L’un des chantiers relatifs à cet axe stratégique est la promotion de la Responsabilité Sociétale de l’Entreprise. L’Autorité portuaire s’engage ainsi à renforcer les actions sociétales du PASP vis-à-vis de sa zone d’influence à travers une synergie d’actions dans le cadre de la construction et la réhabilitation d’infrastructures sociales, la mise en oeuvre de programmes et projets de réduction de la pauvreté, la consolidation de la paix et de la cohésion sociale dans la région de San Pedro.
Pour le traduire, des contributions significatives sont régulièrement apportées aux structures déconcentrées et décentralisées, aux groupements socio-professionnels, religieux et associatifs, au programme conjoint de réduction de la pauvreté dans la région de San Pedro, aux ONG et aux populations civiles à travers des actions majeures à impact direct. Il s’est agi essentiellement de : construction d’infrastructures sociales ; aides et dons de matériels et d’équipements aux structures sanitaires, éducatives, sportives ; parrainages, mécénats ou sponsorings.
Spécifiquement, la contribution du port de San Pedro a été significative dans la gestion des crises sanitaires : la maladie à virus Ebola et la maladie à Coronavirus 2019 (COVID-19). Pour cette dernière pandémie, qui s’est très vite muée en crise sociale et économique, l’efficacité du Port Autonome de San Pedro a permis de contenir les effets négatifs de ladite pandémie sur l’activité portuaire. Il s’est agi notamment : du respect des mesures édictées par les autorités ; de la prise de décisions relatives au bon déroulement de l’activité portuaire pendant la période critique et du don de 50 millions de FCFA en matériels de lutte contre la maladie.

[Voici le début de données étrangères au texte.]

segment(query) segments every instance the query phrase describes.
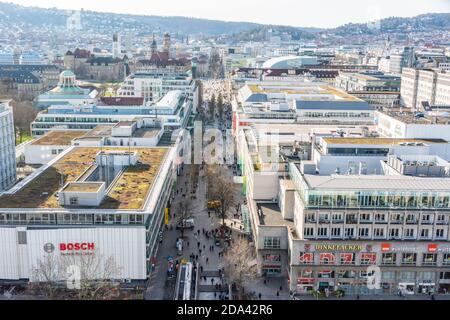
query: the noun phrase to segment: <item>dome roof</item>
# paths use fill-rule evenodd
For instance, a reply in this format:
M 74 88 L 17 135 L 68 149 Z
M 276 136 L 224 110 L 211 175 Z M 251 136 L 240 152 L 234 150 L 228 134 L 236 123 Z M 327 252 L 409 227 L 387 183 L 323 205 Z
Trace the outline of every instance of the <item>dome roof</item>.
M 64 70 L 63 72 L 61 72 L 61 74 L 59 76 L 60 77 L 75 77 L 75 73 L 73 73 L 70 70 Z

Il faut le retenir, les actions menées par le Port Autonome de San Pedro dans le cadre de l’intensification de l’action sociale ont eu un impact large et rapide car ayant permis de répondre aux attentes exprimées par les populations de la zone, notamment la ville. Elles ont donc renforcé le rôle du port de San Pedro en sa qualité de pôle de développement de l’Ouest de la Côte d’Ivoire. Le couronnement de nos actions a été l’obtention du prix BICOM du meilleur acteur du développement social de l’année 2020.